Please REVOKE this certificate IMMEDIATELY!!! Also, I am interested in getting the cert registration information from you to send to law enforcement. I am very interested in the chain of custody and proof provided to register the cert.
Thanks for the report. Our current policy does not allow us to revoke certificates based on the content of websites, including for suspected phishing, malware, fraud, abuse, or otherwise objectionable content.
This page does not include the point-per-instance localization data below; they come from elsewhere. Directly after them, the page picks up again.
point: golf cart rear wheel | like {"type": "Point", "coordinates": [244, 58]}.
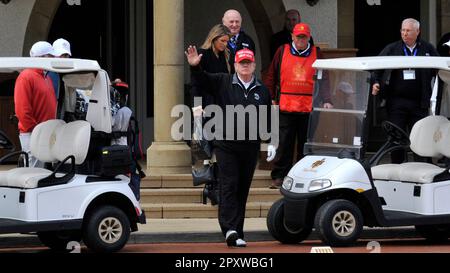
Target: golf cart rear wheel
{"type": "Point", "coordinates": [339, 222]}
{"type": "Point", "coordinates": [106, 229]}
{"type": "Point", "coordinates": [59, 240]}
{"type": "Point", "coordinates": [278, 228]}
{"type": "Point", "coordinates": [434, 233]}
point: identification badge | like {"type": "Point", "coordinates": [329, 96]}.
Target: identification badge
{"type": "Point", "coordinates": [409, 75]}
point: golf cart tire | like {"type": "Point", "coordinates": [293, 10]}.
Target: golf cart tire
{"type": "Point", "coordinates": [106, 217]}
{"type": "Point", "coordinates": [434, 233]}
{"type": "Point", "coordinates": [339, 210]}
{"type": "Point", "coordinates": [59, 240]}
{"type": "Point", "coordinates": [278, 229]}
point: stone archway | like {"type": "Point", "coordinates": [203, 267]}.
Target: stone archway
{"type": "Point", "coordinates": [39, 23]}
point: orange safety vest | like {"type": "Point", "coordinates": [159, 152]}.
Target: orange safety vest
{"type": "Point", "coordinates": [297, 81]}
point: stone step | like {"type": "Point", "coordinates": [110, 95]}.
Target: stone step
{"type": "Point", "coordinates": [194, 195]}
{"type": "Point", "coordinates": [192, 211]}
{"type": "Point", "coordinates": [261, 179]}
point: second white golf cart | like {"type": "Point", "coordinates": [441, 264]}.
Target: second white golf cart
{"type": "Point", "coordinates": [335, 190]}
{"type": "Point", "coordinates": [83, 193]}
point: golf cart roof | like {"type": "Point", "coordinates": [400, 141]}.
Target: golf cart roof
{"type": "Point", "coordinates": [383, 62]}
{"type": "Point", "coordinates": [60, 65]}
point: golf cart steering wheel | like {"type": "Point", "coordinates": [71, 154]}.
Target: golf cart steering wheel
{"type": "Point", "coordinates": [396, 134]}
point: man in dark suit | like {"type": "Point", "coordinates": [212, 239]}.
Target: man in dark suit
{"type": "Point", "coordinates": [407, 91]}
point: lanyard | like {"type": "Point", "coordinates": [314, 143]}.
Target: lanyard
{"type": "Point", "coordinates": [414, 53]}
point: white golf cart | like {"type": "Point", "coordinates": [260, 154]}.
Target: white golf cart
{"type": "Point", "coordinates": [83, 193]}
{"type": "Point", "coordinates": [335, 190]}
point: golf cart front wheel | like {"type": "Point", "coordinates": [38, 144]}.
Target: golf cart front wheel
{"type": "Point", "coordinates": [434, 233]}
{"type": "Point", "coordinates": [278, 228]}
{"type": "Point", "coordinates": [339, 223]}
{"type": "Point", "coordinates": [59, 240]}
{"type": "Point", "coordinates": [107, 229]}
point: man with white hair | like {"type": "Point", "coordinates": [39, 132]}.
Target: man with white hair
{"type": "Point", "coordinates": [407, 92]}
{"type": "Point", "coordinates": [34, 98]}
{"type": "Point", "coordinates": [232, 19]}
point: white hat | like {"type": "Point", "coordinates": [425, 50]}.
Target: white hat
{"type": "Point", "coordinates": [61, 47]}
{"type": "Point", "coordinates": [346, 88]}
{"type": "Point", "coordinates": [41, 48]}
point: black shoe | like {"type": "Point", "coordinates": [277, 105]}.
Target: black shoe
{"type": "Point", "coordinates": [241, 243]}
{"type": "Point", "coordinates": [231, 238]}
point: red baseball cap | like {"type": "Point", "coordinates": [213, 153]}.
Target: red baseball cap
{"type": "Point", "coordinates": [302, 29]}
{"type": "Point", "coordinates": [244, 54]}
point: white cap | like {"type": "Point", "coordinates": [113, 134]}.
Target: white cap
{"type": "Point", "coordinates": [41, 48]}
{"type": "Point", "coordinates": [61, 47]}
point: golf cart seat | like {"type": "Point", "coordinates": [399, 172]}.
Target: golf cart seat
{"type": "Point", "coordinates": [430, 137]}
{"type": "Point", "coordinates": [51, 141]}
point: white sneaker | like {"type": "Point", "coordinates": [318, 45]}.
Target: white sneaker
{"type": "Point", "coordinates": [231, 238]}
{"type": "Point", "coordinates": [241, 243]}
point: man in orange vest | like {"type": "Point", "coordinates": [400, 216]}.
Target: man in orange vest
{"type": "Point", "coordinates": [290, 79]}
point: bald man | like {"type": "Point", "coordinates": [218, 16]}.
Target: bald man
{"type": "Point", "coordinates": [232, 19]}
{"type": "Point", "coordinates": [407, 91]}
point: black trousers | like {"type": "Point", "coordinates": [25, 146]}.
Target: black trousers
{"type": "Point", "coordinates": [292, 127]}
{"type": "Point", "coordinates": [237, 164]}
{"type": "Point", "coordinates": [404, 113]}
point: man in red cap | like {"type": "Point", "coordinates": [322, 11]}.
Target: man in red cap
{"type": "Point", "coordinates": [290, 80]}
{"type": "Point", "coordinates": [236, 156]}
We recommend reporting such sites to Google Safe Browsing and the Microsoft Smart Screen program, which are able to more effectively protect users. Here are some reporting URLs:
If you’d like to read more about our policies and rationale, you can do so here:
That is incredibly unfortunate. You are enabling crime with such lax restrictions. I guess since there is nothing that can be done (many thing CAN be done but WON'T be done) more people will succumb to crime. My friend got lucky and called me first. Others won't be as lucky.
As a result I am now a strong advocate for LE to get their CA revoked. At least make an attempt to stop crime.
I understand your frustration, and I think this is absolutely an area where reasonable people can disagree. I would ask that you give our blog post a close reading and consideration, and reach out to the reporting services that are better positioned to take action about this kind of malicious site.
Thank you. I am very familiar with certs, hence how I got here in the first place by determining who the CA was. And usually when you register a cert they verify who you are. The cert is tied to an entity. I am interested in who the registering entity is.
File a report with the network's abuse@ , or similarly listed address.
If the website is using branded elements of a large company, one can also reach out to their abuse and legal contacts. These are often listed in the about/contact/legal pages.
Network operators and trademark registrants typically have legal teams that are dedicated to combatting this stuff. They can act quickly to not only fully deplatform the bad actors, but are also in the best position to identity them to law enforcement.
At best, a CA would only be able to remove the SSL lock - leaving the website in place. This would likely require multiple FT staff members to review and act on these complaints, and make the CA liable to legal action if there were false positives.
Additionally, due to inherent conditions and behaviors of the greater SSL Certificate ecosystem [such as OSCP stapling, browser behaviors, CA/B Requirements, etc], revoking a Certificate can take up to 10 days before it is reflected in a browser. This is why the major browser vendors – Google, Mozilla, Apple, Microsoft, etc – all run their own reporting and safe-browsing systems to more quickly identify and block security threats. They constantly push lists of dangerous sites to their clients for immediate blockage.
While CAs are responsible for granting the "lock" of a SSL site, they are simply in the worst position to remove the lock or deplatform a bad actor.